Vista aérea da ilha de Minamitorishima, no Japão - Foto: Reprodução Wikimedia Commons / By Chief Master Sergeant Don Sutherland, U.S. Air Force - (Public Domain)

O Japão descobriu uma ilha que abrigaria mais de 16 milhões de toneladas de terras raras e marcou para fevereiro de 2027 o primeiro teste de mineração em larga escala no fundo do oceano. Toda a região ao redor da ilha de Minamitorishima, 1.900 quilômetros a sudeste de Tóquio, será explorada.

A decisão do governo japonês veio após uma missão que recuperou amostras a cerca de 6 mil metros de profundidade, feito inédito até então.
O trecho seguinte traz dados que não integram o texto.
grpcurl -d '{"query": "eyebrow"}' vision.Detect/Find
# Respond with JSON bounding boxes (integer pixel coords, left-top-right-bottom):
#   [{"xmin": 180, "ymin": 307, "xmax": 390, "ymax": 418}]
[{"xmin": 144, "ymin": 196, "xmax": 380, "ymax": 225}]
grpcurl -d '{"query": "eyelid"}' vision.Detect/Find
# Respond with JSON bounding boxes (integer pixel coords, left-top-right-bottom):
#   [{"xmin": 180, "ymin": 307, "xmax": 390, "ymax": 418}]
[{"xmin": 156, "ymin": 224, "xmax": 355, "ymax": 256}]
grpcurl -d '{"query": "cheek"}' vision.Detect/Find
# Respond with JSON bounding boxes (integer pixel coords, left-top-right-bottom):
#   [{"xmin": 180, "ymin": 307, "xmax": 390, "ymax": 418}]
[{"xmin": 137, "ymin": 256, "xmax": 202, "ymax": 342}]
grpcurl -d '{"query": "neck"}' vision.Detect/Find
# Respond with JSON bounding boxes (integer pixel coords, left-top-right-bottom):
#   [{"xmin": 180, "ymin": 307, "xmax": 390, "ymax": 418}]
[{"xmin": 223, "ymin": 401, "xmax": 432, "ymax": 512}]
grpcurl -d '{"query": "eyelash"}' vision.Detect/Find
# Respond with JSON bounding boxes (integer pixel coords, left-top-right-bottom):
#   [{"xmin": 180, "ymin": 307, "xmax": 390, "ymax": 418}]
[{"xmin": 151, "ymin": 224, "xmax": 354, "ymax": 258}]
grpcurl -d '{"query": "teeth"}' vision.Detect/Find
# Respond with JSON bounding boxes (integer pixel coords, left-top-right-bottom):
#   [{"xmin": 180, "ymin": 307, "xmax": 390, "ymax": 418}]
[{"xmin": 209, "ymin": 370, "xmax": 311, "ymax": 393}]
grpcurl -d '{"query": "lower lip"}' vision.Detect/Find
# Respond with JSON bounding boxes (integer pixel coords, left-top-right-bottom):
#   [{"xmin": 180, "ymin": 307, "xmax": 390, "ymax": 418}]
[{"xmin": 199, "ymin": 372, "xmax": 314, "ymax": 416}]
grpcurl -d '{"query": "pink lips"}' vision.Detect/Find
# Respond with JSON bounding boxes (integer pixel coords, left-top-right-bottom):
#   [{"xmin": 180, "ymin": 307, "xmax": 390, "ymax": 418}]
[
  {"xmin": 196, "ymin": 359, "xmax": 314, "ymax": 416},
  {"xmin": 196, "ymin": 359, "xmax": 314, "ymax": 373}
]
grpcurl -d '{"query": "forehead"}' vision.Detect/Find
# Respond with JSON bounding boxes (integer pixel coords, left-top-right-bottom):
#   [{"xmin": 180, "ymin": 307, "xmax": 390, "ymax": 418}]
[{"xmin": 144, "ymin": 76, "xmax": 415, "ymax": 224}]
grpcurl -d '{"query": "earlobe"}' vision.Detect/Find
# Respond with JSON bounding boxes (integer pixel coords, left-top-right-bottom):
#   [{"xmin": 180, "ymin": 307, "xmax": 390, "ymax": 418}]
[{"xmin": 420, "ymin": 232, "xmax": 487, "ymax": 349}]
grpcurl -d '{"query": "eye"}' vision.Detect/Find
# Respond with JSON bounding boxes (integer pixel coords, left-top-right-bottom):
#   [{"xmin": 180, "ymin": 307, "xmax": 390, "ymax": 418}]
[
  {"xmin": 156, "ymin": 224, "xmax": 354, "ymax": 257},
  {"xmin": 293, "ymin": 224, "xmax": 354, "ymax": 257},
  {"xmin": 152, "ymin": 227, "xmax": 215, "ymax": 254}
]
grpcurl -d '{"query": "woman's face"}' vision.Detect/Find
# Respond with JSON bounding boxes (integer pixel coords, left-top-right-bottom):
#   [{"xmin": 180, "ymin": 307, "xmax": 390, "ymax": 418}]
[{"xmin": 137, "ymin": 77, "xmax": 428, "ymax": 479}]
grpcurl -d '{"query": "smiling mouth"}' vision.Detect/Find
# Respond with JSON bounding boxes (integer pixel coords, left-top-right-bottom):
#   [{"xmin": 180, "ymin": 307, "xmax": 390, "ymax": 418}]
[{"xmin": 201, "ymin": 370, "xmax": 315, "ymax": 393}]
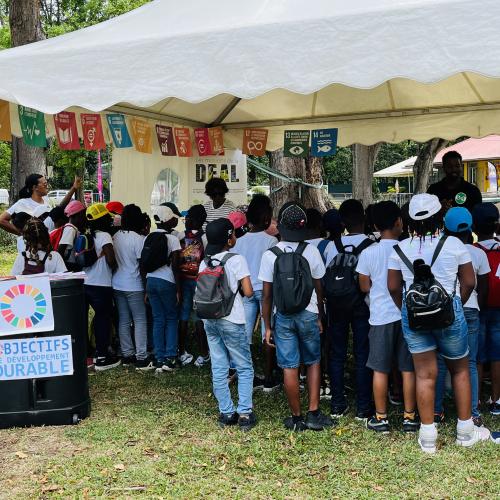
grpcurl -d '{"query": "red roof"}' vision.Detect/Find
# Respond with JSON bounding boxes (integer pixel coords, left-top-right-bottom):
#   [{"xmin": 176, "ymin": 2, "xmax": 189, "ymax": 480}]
[{"xmin": 434, "ymin": 135, "xmax": 500, "ymax": 163}]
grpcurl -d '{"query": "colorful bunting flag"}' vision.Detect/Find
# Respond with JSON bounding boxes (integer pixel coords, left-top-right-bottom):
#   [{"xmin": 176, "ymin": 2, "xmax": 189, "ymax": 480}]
[
  {"xmin": 106, "ymin": 113, "xmax": 132, "ymax": 148},
  {"xmin": 80, "ymin": 113, "xmax": 106, "ymax": 151},
  {"xmin": 17, "ymin": 105, "xmax": 47, "ymax": 148},
  {"xmin": 54, "ymin": 111, "xmax": 80, "ymax": 151},
  {"xmin": 131, "ymin": 118, "xmax": 153, "ymax": 154},
  {"xmin": 174, "ymin": 127, "xmax": 193, "ymax": 157}
]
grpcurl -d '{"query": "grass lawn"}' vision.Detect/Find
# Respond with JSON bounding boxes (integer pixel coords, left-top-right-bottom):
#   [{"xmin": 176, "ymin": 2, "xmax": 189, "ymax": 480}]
[{"xmin": 0, "ymin": 248, "xmax": 500, "ymax": 499}]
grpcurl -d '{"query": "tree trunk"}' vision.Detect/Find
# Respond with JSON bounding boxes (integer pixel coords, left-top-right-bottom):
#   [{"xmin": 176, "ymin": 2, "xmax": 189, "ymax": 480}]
[
  {"xmin": 351, "ymin": 142, "xmax": 382, "ymax": 207},
  {"xmin": 9, "ymin": 0, "xmax": 47, "ymax": 200},
  {"xmin": 413, "ymin": 138, "xmax": 448, "ymax": 194}
]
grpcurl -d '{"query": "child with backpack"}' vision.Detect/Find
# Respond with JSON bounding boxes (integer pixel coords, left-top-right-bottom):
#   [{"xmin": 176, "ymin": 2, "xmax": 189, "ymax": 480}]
[
  {"xmin": 258, "ymin": 202, "xmax": 332, "ymax": 431},
  {"xmin": 111, "ymin": 204, "xmax": 151, "ymax": 371},
  {"xmin": 234, "ymin": 194, "xmax": 279, "ymax": 392},
  {"xmin": 141, "ymin": 205, "xmax": 181, "ymax": 373},
  {"xmin": 12, "ymin": 218, "xmax": 67, "ymax": 275},
  {"xmin": 387, "ymin": 193, "xmax": 489, "ymax": 453},
  {"xmin": 472, "ymin": 203, "xmax": 500, "ymax": 416},
  {"xmin": 194, "ymin": 218, "xmax": 257, "ymax": 431},
  {"xmin": 323, "ymin": 199, "xmax": 374, "ymax": 421},
  {"xmin": 83, "ymin": 203, "xmax": 121, "ymax": 371},
  {"xmin": 356, "ymin": 201, "xmax": 420, "ymax": 433}
]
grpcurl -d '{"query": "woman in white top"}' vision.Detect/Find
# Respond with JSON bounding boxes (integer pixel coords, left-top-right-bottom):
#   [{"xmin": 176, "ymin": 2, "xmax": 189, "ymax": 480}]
[
  {"xmin": 387, "ymin": 193, "xmax": 489, "ymax": 453},
  {"xmin": 112, "ymin": 204, "xmax": 154, "ymax": 370}
]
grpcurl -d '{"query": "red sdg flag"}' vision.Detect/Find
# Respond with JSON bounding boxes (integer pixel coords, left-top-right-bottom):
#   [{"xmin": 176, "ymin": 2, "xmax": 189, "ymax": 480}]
[
  {"xmin": 54, "ymin": 111, "xmax": 80, "ymax": 151},
  {"xmin": 80, "ymin": 113, "xmax": 106, "ymax": 151}
]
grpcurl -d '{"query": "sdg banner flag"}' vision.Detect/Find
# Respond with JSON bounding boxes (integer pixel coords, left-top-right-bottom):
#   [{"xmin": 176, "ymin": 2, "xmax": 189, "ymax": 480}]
[
  {"xmin": 311, "ymin": 128, "xmax": 339, "ymax": 158},
  {"xmin": 0, "ymin": 277, "xmax": 54, "ymax": 337},
  {"xmin": 0, "ymin": 335, "xmax": 73, "ymax": 380}
]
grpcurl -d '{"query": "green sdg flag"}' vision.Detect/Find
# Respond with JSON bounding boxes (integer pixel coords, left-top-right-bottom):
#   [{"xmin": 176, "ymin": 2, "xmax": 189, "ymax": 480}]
[{"xmin": 17, "ymin": 105, "xmax": 47, "ymax": 148}]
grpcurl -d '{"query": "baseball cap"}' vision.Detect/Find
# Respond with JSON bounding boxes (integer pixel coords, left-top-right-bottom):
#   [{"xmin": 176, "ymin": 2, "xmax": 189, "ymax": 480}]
[
  {"xmin": 278, "ymin": 201, "xmax": 309, "ymax": 241},
  {"xmin": 444, "ymin": 207, "xmax": 472, "ymax": 233},
  {"xmin": 64, "ymin": 200, "xmax": 85, "ymax": 217},
  {"xmin": 106, "ymin": 201, "xmax": 123, "ymax": 215},
  {"xmin": 409, "ymin": 193, "xmax": 441, "ymax": 220},
  {"xmin": 205, "ymin": 218, "xmax": 234, "ymax": 255},
  {"xmin": 472, "ymin": 202, "xmax": 499, "ymax": 225},
  {"xmin": 160, "ymin": 201, "xmax": 182, "ymax": 217},
  {"xmin": 151, "ymin": 205, "xmax": 175, "ymax": 223},
  {"xmin": 86, "ymin": 203, "xmax": 109, "ymax": 220}
]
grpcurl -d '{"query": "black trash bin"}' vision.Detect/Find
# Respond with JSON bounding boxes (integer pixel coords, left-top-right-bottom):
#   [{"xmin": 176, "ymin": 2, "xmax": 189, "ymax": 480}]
[{"xmin": 0, "ymin": 279, "xmax": 90, "ymax": 428}]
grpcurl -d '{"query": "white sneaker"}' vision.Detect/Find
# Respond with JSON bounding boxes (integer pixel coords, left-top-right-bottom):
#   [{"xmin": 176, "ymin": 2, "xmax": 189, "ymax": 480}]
[
  {"xmin": 194, "ymin": 354, "xmax": 210, "ymax": 368},
  {"xmin": 456, "ymin": 425, "xmax": 491, "ymax": 448},
  {"xmin": 179, "ymin": 351, "xmax": 193, "ymax": 366}
]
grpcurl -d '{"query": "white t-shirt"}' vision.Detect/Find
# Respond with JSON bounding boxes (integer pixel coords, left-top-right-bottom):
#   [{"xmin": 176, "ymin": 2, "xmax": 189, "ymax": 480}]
[
  {"xmin": 356, "ymin": 240, "xmax": 401, "ymax": 325},
  {"xmin": 196, "ymin": 252, "xmax": 250, "ymax": 325},
  {"xmin": 232, "ymin": 231, "xmax": 278, "ymax": 292},
  {"xmin": 325, "ymin": 234, "xmax": 370, "ymax": 266},
  {"xmin": 143, "ymin": 229, "xmax": 181, "ymax": 283},
  {"xmin": 259, "ymin": 241, "xmax": 325, "ymax": 314},
  {"xmin": 11, "ymin": 250, "xmax": 67, "ymax": 275},
  {"xmin": 7, "ymin": 197, "xmax": 50, "ymax": 215},
  {"xmin": 389, "ymin": 236, "xmax": 471, "ymax": 294},
  {"xmin": 464, "ymin": 245, "xmax": 491, "ymax": 309},
  {"xmin": 83, "ymin": 231, "xmax": 113, "ymax": 287},
  {"xmin": 112, "ymin": 230, "xmax": 144, "ymax": 292}
]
Segundo informações do jornal local Nikkei, as projeções estimam a área como terceira maior reserva de terras raras do planeta.

Em termos de abastecimento, o volume seria suficiente para 780 anos de fornecimento global de ítrio e 730 anos de disprósio. O navio de perfuração Chikyu foi o responsável pela coleta, que extraiu dezenas de toneladas de lama do fundo do mar. Para se ter ideia, cada tonelada dos sedimentos contém cerca de dois quilos de minerais estratégicos.

A primeira-ministra Sanae Takaichi confirmou a presença de ítrio nas amostras, elemento usado em equipamentos de fabricação de semicondutores, em catalisadores e na indústria automotiva. As análises da Jamstec, agência japonesa de ciência marinha, detectaram ainda gadolínio e disprósio.

A corrida por minerais raros vem crescendo entre as superpotências e a China lidera a vanguarda. Segundo a Agência Internacional de Energia, o país asiático é dono de quase dois terços da produção mundial de minerais raros e de 92% do refino global.

Tal dependência virou problema concreto para o Japão em novembro do ano passado, quando declarações de Takaichi sobre Taiwan abriram uma crise com Pequim e o governo chinês impôs restrições pesadas ao fornecimento dos minerais.

Primeira-ministra do Japão, Sanae Takaichi – Foto: Reprodução / Instagram / @takaichi_sanae

Ao confirmar os testes, a primeira-ministra disse que governo e o setor privado atuarão juntos para reduzir a dependência de países específicos. A expectativa da gestão japonesa é validar a produção industrial até março de 2028.